PHOENIX — A federal judge has ordered a takeover of health care operations in Arizona's prisons and will appoint an official to run the system after years of complaints about poor medical and mental health care.
The decision on Thursday by U.S. District Judge Roslyn Silver came after her 2022 verdict that concluded Arizona had violated prisoners' rights by providing inadequate care that led to suffering and preventable deaths.
Silver wrote that the state hasn't gotten a semblance of compliance with court-ordered changes and the Constitution after nearly 14 years of litigation, saying ''this approach has not only failed completely, but, if continued, would be nothing short of judicial indulgence of deeply entrenched unconstitutional conduct."
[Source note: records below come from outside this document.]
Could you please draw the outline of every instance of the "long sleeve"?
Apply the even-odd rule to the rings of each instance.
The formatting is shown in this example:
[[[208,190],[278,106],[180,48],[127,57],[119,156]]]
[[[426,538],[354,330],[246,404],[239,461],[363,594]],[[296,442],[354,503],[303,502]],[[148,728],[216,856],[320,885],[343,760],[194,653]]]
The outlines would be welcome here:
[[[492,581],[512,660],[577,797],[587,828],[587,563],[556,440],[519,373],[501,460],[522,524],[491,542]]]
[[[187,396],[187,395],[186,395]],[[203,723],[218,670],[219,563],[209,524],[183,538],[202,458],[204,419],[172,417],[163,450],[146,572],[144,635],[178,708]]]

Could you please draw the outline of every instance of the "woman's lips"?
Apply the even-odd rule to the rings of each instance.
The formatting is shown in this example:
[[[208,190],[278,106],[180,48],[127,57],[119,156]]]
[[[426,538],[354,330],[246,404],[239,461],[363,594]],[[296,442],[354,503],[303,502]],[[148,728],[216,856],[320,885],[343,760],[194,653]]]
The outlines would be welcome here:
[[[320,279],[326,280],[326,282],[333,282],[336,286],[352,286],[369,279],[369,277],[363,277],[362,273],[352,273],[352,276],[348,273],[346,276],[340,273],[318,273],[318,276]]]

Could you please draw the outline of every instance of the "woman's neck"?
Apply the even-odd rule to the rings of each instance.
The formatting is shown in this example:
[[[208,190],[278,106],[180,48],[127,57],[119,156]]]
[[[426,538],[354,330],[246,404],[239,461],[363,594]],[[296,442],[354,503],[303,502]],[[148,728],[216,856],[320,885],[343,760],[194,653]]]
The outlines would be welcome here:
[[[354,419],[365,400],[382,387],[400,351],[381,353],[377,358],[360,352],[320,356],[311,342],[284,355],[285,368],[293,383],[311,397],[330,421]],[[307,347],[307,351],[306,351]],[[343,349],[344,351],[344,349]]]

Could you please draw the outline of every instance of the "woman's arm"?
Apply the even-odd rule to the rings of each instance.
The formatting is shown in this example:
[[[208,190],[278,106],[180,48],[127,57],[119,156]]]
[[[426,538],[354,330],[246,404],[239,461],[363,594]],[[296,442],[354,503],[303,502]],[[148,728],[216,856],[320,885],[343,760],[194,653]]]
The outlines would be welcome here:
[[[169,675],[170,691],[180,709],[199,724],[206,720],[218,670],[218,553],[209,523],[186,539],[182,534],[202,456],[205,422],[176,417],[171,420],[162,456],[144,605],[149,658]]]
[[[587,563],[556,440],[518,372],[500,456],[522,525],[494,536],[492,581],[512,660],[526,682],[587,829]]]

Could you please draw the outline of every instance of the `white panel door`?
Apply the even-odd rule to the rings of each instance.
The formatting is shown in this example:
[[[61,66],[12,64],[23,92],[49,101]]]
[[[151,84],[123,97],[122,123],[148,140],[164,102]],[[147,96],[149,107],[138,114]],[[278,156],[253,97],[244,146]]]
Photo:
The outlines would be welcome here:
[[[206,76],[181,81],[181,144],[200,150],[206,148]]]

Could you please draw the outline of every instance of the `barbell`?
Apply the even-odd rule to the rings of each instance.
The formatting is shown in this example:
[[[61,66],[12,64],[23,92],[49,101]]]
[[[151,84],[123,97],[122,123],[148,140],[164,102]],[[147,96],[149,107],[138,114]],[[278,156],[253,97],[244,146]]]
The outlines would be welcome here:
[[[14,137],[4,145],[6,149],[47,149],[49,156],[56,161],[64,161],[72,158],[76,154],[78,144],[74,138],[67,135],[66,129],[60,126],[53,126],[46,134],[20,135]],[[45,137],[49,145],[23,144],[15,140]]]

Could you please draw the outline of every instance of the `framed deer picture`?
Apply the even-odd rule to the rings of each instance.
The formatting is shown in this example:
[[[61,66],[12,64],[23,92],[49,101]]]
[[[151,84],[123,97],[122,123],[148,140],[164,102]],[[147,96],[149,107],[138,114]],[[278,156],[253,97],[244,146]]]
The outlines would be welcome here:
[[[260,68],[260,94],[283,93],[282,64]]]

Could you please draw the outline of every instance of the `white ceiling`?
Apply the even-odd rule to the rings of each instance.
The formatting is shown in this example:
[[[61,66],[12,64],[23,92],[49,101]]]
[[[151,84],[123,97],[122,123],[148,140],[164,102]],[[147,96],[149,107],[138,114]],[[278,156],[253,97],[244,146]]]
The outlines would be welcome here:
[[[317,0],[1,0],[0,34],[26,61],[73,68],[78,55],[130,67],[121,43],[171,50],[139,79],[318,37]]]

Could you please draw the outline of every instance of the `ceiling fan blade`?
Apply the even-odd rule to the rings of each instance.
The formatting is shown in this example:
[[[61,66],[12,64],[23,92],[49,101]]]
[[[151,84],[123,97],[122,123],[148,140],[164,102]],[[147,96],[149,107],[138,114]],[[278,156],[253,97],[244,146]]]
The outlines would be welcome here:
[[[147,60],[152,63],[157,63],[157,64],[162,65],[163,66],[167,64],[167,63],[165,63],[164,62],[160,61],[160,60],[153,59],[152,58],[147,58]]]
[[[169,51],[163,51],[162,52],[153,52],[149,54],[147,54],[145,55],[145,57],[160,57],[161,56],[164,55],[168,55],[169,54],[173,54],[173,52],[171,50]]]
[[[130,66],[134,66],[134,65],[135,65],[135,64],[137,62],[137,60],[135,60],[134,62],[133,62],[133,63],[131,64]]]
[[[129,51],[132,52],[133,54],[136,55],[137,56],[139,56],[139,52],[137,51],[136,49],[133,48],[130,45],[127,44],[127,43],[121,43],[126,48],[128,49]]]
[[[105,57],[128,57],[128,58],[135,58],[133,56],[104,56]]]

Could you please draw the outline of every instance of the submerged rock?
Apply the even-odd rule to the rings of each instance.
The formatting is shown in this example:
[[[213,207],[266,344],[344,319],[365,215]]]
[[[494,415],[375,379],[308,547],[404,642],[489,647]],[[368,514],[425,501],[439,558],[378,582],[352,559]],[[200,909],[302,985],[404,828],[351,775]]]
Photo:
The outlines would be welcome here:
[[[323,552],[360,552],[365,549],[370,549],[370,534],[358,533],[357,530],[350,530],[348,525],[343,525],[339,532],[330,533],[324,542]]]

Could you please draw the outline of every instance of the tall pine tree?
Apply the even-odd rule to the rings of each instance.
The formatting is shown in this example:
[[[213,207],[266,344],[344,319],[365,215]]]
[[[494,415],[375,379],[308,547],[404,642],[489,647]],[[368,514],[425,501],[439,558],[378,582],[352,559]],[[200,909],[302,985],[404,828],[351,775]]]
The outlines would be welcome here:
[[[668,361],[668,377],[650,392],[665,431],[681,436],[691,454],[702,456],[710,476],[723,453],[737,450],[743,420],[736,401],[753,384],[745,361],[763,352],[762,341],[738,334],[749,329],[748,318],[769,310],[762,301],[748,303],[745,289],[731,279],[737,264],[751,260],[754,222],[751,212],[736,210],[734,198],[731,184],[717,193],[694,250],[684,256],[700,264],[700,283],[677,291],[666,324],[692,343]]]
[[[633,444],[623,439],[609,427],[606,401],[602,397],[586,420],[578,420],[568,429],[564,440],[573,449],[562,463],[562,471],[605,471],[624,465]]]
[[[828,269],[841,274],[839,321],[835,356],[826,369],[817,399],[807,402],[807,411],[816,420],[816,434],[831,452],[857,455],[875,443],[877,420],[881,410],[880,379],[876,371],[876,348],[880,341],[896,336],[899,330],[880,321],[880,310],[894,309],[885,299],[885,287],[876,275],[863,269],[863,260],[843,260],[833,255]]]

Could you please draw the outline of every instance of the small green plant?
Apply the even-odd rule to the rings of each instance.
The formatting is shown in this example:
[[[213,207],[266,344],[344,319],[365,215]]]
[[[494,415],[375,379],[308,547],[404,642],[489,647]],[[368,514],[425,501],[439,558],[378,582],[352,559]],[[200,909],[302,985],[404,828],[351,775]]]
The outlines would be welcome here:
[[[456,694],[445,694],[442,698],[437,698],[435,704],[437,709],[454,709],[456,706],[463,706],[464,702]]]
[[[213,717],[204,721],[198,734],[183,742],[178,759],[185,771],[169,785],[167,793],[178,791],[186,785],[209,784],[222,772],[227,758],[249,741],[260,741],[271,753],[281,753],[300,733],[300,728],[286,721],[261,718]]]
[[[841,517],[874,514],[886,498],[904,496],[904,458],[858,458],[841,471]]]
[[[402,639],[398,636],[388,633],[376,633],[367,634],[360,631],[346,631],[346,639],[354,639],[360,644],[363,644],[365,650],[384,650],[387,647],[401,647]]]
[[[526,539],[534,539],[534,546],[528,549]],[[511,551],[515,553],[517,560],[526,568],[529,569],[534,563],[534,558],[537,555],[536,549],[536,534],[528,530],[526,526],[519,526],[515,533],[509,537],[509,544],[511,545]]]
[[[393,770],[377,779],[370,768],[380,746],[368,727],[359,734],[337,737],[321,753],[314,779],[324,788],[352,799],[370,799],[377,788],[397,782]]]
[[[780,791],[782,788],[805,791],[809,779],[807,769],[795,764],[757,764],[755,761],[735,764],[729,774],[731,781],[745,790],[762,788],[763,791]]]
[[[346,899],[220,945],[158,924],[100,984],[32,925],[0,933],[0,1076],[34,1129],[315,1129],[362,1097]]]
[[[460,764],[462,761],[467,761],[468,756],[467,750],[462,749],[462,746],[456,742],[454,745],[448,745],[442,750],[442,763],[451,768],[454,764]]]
The judge said prisoners still remain exposed to "an intolerable grave and immediate threat of continuing harm and suffering because the systemic deficiencies pervade the administration of health care.''
The Associated Press left a message for the corrections department after the order was issued. The state and attorneys representing prisoners have 60 days to submit a list of candidates to run health and mental health care operations in prisons.
''This decision means that an independent authority will be able to implement the systemic changes necessary to ensure that medical and mental health care meets constitutional standards," said David Fathi, one of the lawyers representing the prisoners. "This is a life-saving intervention, and it brings hope that the preventable suffering and deaths that have haunted Arizona's prison system for over a decade can finally end.''
Lawyers for prisoners say Arizona has made few improvements since the verdict and asked the judge for the more drastic remedy of creating such a ''receivership,'' arguing system remains broken and prisoners who need care are still in danger.
For over a decade, state government has been dogged by criticism that its health care system for the 25,000 inmates in Arizona's state-run prisons was run shoddily and callously.